Ante las tensiones derivadas de la la escalada militar en Oriente Medio que ya está provocando un fuerte aumento de los precios energéticos y dificultando el suministro, lo que afecta especialmente a Europa, ya desvinculada en gran parte del gas ruso, UGT subraya la urgencia de que los convenios colectivos incorporen cláusulas de garantía salarial, la única vía para evitar que una nueva crisis recaiga “de forma desproporcionada” sobre quienes dependen únicamente de su salario.
Esta organización, además, reclama un refuerzo del escudo social que funcionó durante la pandemia y la crisis de 2022, y reabrir el diálogo social para adaptar y actualizar las medidas de protección. El sindicato insiste en que solo mediante políticas públicas firmes se puede amortiguar el impacto en empleo, actividad económica y rentas.

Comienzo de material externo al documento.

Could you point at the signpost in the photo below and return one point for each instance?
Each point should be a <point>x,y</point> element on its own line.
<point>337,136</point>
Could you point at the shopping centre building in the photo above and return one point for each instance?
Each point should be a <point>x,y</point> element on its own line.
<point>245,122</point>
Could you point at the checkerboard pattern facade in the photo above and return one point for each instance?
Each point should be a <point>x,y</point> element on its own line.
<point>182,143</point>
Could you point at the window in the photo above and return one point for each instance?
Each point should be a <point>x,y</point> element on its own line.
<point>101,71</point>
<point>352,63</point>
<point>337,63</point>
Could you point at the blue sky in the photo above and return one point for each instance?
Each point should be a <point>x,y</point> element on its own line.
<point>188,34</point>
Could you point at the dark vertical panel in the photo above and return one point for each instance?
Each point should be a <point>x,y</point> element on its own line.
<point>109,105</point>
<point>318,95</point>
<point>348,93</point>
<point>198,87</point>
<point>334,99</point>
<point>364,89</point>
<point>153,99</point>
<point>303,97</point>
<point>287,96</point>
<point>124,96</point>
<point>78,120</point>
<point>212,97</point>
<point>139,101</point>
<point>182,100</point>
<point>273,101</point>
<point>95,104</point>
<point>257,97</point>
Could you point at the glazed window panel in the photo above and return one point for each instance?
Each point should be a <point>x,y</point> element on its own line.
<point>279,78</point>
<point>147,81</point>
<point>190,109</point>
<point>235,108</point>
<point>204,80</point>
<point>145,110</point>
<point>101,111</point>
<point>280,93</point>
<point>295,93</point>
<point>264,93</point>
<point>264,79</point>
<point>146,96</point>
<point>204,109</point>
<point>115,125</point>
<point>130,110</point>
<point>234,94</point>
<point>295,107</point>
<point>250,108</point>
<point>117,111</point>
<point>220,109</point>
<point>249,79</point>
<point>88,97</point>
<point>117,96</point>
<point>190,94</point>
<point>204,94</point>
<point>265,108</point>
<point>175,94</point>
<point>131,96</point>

USO advierte de que la electricidad contenida en febrero puede convertirse ahora en uno de los principales factores de asfixia económica por la dependencia del gas. Y recuerda que los alimentos, con un 3,2% de subida anual, siguen creciendo muy por encima de la media.
Este sindicato valora que se estudien medidas para frenar la subida de productos básicos, pero advierte de que las rebajas fiscales sin control estricto pueden terminar debilitando las arcas públicas y fortaleciendo los márgenes empresariales. El sindicato defiende tipos superreducidos de IVA para alimentación y bienes esenciales, pero acompañados de vigilancia y sanciones.